新潟市BRTスタート

新潟市都心部の新たな交通システムとして導入したBRTが9月5日運行を開始したが、遅れや事故、運賃の過収受などのトラブルでさんざんなスタートだったようだ。新潟交通のサイトにはお詫びの記事が立て続けに掲載されている。

そしてICカードシステムの不具合が復旧しないため、【重要】本日(9月7日)一部路線を除き運賃収受を行ないません。という事態に至った。
新潟市のBRTは、気仙沼線大船渡線のBRTや鹿島鉄道廃線跡のBRTと異なり、専用の走行路をもたない。海外で普及している連接バスとバス専用車線による都市型BRTに近いが、道路中央部のバス専用車線は、今回開業した新潟駅〜古町〜新潟市役所〜越後線白山駅〜青山間のうち、新潟駅〜古町間に設けただけである。遅れは連接バスに乗客が殺到したためというが、専用車線の未整備は定時運行の障害になると思う。
新潟市がBRTを導入した意図は、新たな交通システム

BRTの導入と併せて乗り換え拠点などを整備し、まちなかのバス路線を効率的に再編・集約し、生じた余力を郊外路線の維持・拡充にあてながら、全市的なバス路線再編を図る「新バスシステム」により、将来にわたって持続する公共交通の実現を目指します。

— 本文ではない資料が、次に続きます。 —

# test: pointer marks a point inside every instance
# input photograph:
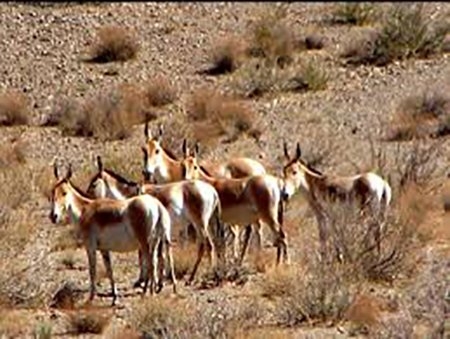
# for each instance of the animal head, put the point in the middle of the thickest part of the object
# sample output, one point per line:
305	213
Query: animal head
293	172
60	196
191	168
153	152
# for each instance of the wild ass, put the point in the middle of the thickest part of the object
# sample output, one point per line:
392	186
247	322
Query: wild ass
106	225
194	202
163	167
369	190
245	201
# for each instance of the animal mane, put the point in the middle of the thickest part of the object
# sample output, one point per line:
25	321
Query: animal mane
203	168
79	191
169	153
120	178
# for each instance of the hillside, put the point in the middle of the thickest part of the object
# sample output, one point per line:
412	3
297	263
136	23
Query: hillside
288	80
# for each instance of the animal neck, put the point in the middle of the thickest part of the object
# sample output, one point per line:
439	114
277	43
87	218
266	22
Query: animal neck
75	204
122	191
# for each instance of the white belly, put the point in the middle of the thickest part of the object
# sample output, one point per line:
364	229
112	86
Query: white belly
241	215
117	238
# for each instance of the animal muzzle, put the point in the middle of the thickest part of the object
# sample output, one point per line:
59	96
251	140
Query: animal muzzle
147	175
53	217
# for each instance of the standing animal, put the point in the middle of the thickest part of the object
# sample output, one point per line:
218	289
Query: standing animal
245	201
141	222
369	190
193	201
163	167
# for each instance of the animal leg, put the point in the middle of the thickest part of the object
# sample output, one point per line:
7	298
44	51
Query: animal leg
139	281
200	252
146	266
247	233
169	255
92	259
107	262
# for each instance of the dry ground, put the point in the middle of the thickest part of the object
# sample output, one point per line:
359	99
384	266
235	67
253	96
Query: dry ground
44	48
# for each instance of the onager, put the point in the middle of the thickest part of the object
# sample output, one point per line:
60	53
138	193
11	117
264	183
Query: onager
371	192
162	167
195	202
245	201
106	225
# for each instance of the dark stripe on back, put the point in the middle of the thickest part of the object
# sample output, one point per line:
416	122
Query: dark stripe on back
119	178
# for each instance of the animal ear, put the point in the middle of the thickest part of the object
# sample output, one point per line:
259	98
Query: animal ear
99	163
160	132
286	152
55	170
147	133
185	148
196	149
298	151
144	150
69	172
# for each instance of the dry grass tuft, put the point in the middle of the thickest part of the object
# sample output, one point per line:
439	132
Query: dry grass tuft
114	43
66	296
406	32
107	116
364	312
161	317
321	292
13	324
87	321
360	13
214	115
160	92
422	116
226	56
13	109
271	37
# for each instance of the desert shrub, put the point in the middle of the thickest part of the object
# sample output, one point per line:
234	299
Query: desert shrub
271	38
43	331
260	78
214	115
177	318
87	321
108	116
114	43
426	297
13	109
415	166
12	323
322	292
160	91
226	56
405	32
360	13
421	116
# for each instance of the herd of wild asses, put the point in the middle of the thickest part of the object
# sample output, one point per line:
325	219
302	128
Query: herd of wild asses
116	214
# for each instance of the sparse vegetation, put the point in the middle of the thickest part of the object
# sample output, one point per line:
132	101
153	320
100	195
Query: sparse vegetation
421	116
360	13
114	43
160	91
87	321
13	109
271	38
226	56
406	32
214	115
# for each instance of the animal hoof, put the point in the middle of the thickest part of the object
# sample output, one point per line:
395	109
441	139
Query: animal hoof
137	283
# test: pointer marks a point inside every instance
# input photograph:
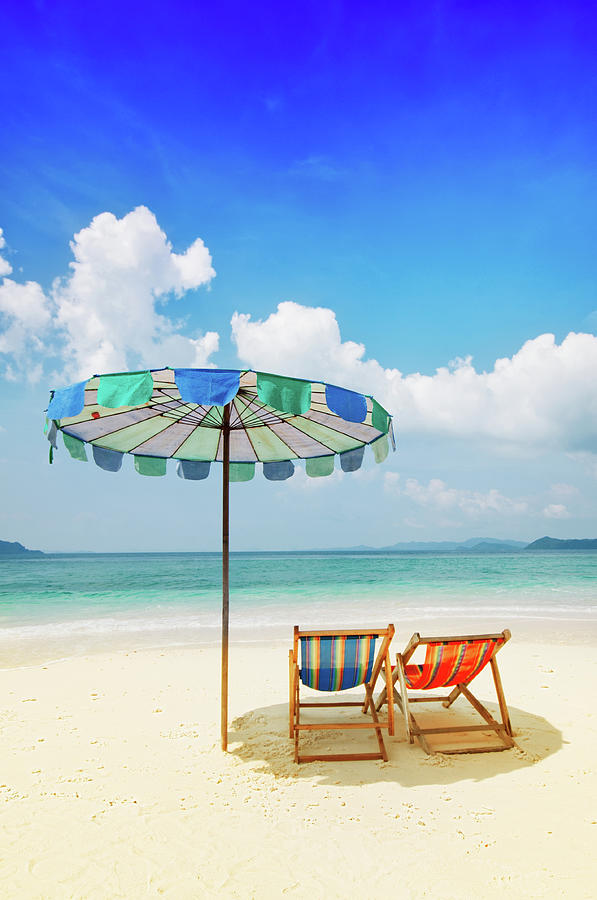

というバス路線の再編にあるようだ。これまで都心部に多くの郊外路線が乗り入れ、がら空きのバスが団子運転していたが、これを結節点でBRTに集約し、効率化を図るというものである。このため、路線集約により乗換えが必要となる利用者に対しては、これまでと同額の運賃で利用できる「まち割60」という割引を導入した。バスICカード「りゅーと」または「のりかえ現金カード」で60分以内に乗換えた場合に適用され、東京メトロのラッチ外乗継時と同様、1回目の降車時に乗車区間の運賃を、2回目に既収額との差額を引き落とす。ICカード精算の不具合の一つは、バス停名が異なる乗り換えポイントで「まち割60」が適用されなかったことだという。日比谷駅からラッチ外で有楽町駅に乗継いだ時、改めて初乗り運賃を引き落としたようなもので、このシステムにバグがあったらしい。
なお「のりかえ現金カード」とは、SuicaなどのICカードや現金での利用者が交付を受けて使用するもの。現金カードはポイント付与がないため、多くの利用者はJR用とバス用の2種類のICカードをもつことになるのだろう。
新潟市の「市長への手紙」新潟市交通インフラBRT導入計画についてに、

新潟市BRT第1期導入計画」では、今後の進め方について、平成31年度ごろのBRT第1期完成型の実現に向けて段階的に取り組み、新潟駅高架下交通広場の供用する目処がつくころには、社会環境を十分に考慮し、LRTへの移行を判断することとしています。

という市からの回答が掲載されている。新潟駅の高架化が完了し、交通広場が供用されるは2022年とのことだが、2014年10月13日の記事で書いた、新幹線から羽越本線特急へのホーム対面乗り換えとともに、注目される。
追記(9月8日):新潟交通7日付お知らせによると、ICカードシステムの不具合は解消したが、システム検証のため本日8日も運賃収受を行わなかったらしい。
新潟在住の知人からメールで情報を得たので、昨日の記事を補訂する。
現在は暫定開業ということで、バス専用車線は新潟駅〜古町間にも設けられず、全区間一般道路を通行している。ただしこの区間は、もともと車の流れがよく、専用車線がなくとも定時運行への影響はほとんどないとのこと。今回の遅延は、降車時の運賃精算に手間取っていることと、バス停が集約され、朝のラッシュ時には同じバス停から短間隔でバスが発車するため(同時分に3本の発車もある)、後続のバスがつかえてしまうことの2点だという。
降車時の運賃精算が遅れの原因になるとはある程度予想していた。欧州では、このため信用乗車方式(購入した乗車券をチケットキャンセラーで刻印する自己改札と抜き打ちの検札による高額のペナルティ)を採用している。日本では、ICカードによる運賃収受がこれに代替すると思っていたが、現金支払いや運賃表示のトラブルもあり、うまくいかなかったようだ。知人によると、連接バスの降車口にはICカード読み取り機が左右に2台設置されていて、2列降車ができるようになっている(現在は不具合のため稼働していない)ので、この効果に期待しているという。また専用車線の完成後に主要停留所で運賃の車外精算を行うことが検討されているようだ。
運賃精算の不具合については、今回導入された「まち割60」に加え従来からの30分以内の乗継割引も残っており、かなり複雑なプログラムになっているようだ。3本のバスを乗り継ぐ場合は、往復の運賃が異なることもありそうだという。